Pre-Foreclosure Prices Hit New Low; Most Discounted States: RealtyTrac
By: Esther Cho May 31, 2012
For pre-foreclosure homes, which are residential properties in default or scheduled for auction, sales were at their highest quarterly level since the first quarter of 2009, according to RealtyTrac’s foreclosure sales report.
Pre-foreclosure sales, which are typically sold through the short sale process, accounted for 12 percent of all sales during the first quarter, an increase from 10 percent in the previous quarter and 9 percent a year ago.
Also, third party purchases for pre-foreclosures increased to 109,521, a 16 percent rise from the previous quarter and a 25 percent jump from a year ago.

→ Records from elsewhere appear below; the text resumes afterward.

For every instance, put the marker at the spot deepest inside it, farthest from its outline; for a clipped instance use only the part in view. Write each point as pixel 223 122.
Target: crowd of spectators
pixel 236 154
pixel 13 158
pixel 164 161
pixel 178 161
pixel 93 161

On the other hand, third parties purchased less bank-owned homes compared to a year ago. With the number at 123,778 for REO homes purchased in the first quarter, the total is a 2 percent quarterly increase but a 15 percent decrease from a year ago.
REO sales accounted for 14 percent of all sales in the first quarter.
Pre-foreclosure homes sold for an average price of $175,461 in the first quarter, a 10 percent decrease from a year ago. The average pre-foreclosure sales price was the lowest in the history of RealtyTrac’s foreclosure sales report, which began in the first quarter of 2005.
REOs sold for an average price of $147,995 in the first quarter, down by only 2 percent from a year ago.
Pre-foreclosures sold at an average discount of 21 percent compared to non-foreclosures while REOs were discounted at about 33 percent.
Pre-foreclosure homes in the first quarter took about 306 days to sell after starting the foreclosure process, up from an average of 256 days a year ago. REOs that sold in the first quarter took about 178 days to sell after completing the foreclosure process.
In 27 states, pre-foreclosure sales increased including Wisconsin (94 percent), Michigan (81 percent), Georgia (80 percent), Texas (46 percent), and Illinois (46 percent).
For REO sales, 21 states saw quarterly increases including Oregon (41 percent), North Carolina (23 percent), Ohio (21 percent), Florida (13 percent) and Wisconsin (13 percent).
The states that had the highest share of foreclosure sales out of all residential sales were Nevada (56 percent), California (47 percent) and Arizona (40 percent).
Among the 20 largest metro areas, the biggest annual increases in pre-foreclosure sales were in Atlanta (78 percent), Detroit (75 percent), San Antonio (74 percent), Sacramento (70 percent), and Dallas (69 percent).
Metro areas that experienced the largest gains annually in REO sales were Minneapolis (33 percent), Boston (30 percent), Philadelphia (22 percent), Atlanta (15 percent), and Chicago (13 percent).